Hemoglobinopathy detection is often a part of the evaluation of anemia, hemolysis, microcytosis, cyanosis, or erythrocytosis. For this purpose, protein (hemoglobin)-, cellular-, and DNA-based approaches to the detection of variant hemoglobins and thalassemias are available. Diagnostic details can be found in each disease-specific chapter, whereas in the following pages we focus on the available methods and their strengths and weaknesses.

Characterization of mutant hemoglobins and thalassemias described throughout this book takes place in different contexts: large newborn screening laboratories that need to identify positively the most common mutants; general hematology laboratories that most often encounter common hemoglobinopathies and thalassemias; and reference or research laboratories that can detect rare mutant globin genes. Approaches that are necessary in one setting might not be practical in others.
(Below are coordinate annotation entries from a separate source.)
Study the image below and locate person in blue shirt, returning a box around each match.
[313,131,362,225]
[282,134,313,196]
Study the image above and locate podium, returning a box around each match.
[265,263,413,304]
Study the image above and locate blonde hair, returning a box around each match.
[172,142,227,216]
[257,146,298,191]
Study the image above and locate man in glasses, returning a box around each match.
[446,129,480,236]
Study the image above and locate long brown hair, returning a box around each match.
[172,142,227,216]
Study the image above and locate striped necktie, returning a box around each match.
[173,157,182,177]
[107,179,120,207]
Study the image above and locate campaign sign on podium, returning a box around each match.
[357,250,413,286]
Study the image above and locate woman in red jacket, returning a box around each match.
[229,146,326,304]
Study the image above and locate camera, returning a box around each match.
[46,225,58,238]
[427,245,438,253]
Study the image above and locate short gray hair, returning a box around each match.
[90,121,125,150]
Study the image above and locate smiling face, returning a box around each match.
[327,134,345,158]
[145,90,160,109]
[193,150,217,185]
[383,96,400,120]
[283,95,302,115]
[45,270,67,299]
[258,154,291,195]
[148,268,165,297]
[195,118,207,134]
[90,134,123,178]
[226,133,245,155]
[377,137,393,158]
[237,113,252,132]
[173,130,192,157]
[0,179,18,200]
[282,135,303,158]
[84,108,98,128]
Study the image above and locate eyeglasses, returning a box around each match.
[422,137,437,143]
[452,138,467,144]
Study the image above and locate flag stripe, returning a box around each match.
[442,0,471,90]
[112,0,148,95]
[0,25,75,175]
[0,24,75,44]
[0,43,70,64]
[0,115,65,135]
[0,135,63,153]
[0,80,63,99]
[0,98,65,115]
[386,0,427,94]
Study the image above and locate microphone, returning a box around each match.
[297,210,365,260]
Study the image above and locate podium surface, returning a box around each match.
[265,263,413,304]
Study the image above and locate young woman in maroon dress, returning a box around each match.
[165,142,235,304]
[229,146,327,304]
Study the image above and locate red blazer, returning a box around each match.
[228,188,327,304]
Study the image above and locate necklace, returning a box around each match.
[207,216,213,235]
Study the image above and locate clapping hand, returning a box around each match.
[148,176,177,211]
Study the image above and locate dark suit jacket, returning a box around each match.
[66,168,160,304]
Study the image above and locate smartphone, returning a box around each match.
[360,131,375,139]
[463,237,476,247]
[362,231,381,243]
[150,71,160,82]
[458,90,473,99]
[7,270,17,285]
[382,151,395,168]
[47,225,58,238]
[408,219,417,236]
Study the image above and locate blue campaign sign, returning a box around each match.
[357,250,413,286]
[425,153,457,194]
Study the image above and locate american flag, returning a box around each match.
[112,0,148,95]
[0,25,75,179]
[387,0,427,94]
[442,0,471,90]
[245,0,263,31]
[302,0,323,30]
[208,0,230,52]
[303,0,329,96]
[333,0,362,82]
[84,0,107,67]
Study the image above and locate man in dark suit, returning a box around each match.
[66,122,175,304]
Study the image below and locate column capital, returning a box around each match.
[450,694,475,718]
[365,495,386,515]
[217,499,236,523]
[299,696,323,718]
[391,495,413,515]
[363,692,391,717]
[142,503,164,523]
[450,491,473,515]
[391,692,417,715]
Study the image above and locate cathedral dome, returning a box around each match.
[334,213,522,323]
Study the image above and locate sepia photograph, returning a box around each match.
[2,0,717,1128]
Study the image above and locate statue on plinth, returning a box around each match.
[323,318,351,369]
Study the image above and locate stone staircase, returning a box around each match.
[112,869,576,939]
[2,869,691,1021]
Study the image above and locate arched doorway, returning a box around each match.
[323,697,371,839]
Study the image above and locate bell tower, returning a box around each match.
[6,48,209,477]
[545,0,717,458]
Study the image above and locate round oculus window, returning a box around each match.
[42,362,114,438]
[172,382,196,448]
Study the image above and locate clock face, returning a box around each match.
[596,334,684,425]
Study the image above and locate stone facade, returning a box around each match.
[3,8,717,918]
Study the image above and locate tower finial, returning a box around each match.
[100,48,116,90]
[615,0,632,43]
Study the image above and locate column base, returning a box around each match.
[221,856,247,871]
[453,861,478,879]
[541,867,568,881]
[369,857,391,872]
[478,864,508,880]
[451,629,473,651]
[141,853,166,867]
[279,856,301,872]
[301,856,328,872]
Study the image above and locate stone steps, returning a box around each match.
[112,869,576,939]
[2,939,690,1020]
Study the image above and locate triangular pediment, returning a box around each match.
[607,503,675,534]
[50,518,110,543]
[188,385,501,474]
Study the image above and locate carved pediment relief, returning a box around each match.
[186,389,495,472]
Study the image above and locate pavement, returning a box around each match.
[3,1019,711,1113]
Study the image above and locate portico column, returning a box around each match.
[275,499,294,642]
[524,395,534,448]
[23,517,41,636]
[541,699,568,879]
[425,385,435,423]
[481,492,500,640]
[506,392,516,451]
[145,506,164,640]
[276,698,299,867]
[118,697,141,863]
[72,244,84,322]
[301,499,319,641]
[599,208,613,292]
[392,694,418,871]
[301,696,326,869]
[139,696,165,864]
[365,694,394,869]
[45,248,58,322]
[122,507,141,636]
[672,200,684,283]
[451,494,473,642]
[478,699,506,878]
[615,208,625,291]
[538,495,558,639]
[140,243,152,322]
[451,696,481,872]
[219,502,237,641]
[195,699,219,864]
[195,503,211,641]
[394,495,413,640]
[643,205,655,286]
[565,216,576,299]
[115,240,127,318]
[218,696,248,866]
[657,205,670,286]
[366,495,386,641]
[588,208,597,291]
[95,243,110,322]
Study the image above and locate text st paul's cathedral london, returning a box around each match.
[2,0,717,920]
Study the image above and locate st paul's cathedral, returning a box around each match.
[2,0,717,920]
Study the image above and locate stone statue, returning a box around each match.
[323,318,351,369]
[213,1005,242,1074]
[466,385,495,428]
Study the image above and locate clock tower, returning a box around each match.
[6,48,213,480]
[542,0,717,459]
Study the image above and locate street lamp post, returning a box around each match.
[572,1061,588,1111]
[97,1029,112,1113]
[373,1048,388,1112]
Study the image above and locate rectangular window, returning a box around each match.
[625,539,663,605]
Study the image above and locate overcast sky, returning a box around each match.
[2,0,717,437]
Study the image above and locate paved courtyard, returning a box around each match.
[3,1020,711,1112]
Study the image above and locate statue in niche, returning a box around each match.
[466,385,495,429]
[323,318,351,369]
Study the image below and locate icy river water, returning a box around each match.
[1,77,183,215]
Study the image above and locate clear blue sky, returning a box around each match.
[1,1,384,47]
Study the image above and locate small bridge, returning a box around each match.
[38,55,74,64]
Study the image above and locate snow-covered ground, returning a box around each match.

Normal adult blood contains predominantly HbA (α2β2) and small amounts of HbF (α2γ2) and HbA22δ2). After synthesis, monomeric globin chains form α/non-α dimers that do not dissociate under physiological conditions. In the presence of oxygen, hemoglobin tetramers rapidly dissociate into very low concentrations of dimers that can then form new tetramers. This implies that when more than one α- or non-α-chain is present, the predominant form in the red cell will be the heterotetramer (for example, in red cells of HbSC disease, the dominant species will be α2βSβC, and α2βSγ heterotetramers form when HbS is present with high levels of HbF (Fig. 28.1).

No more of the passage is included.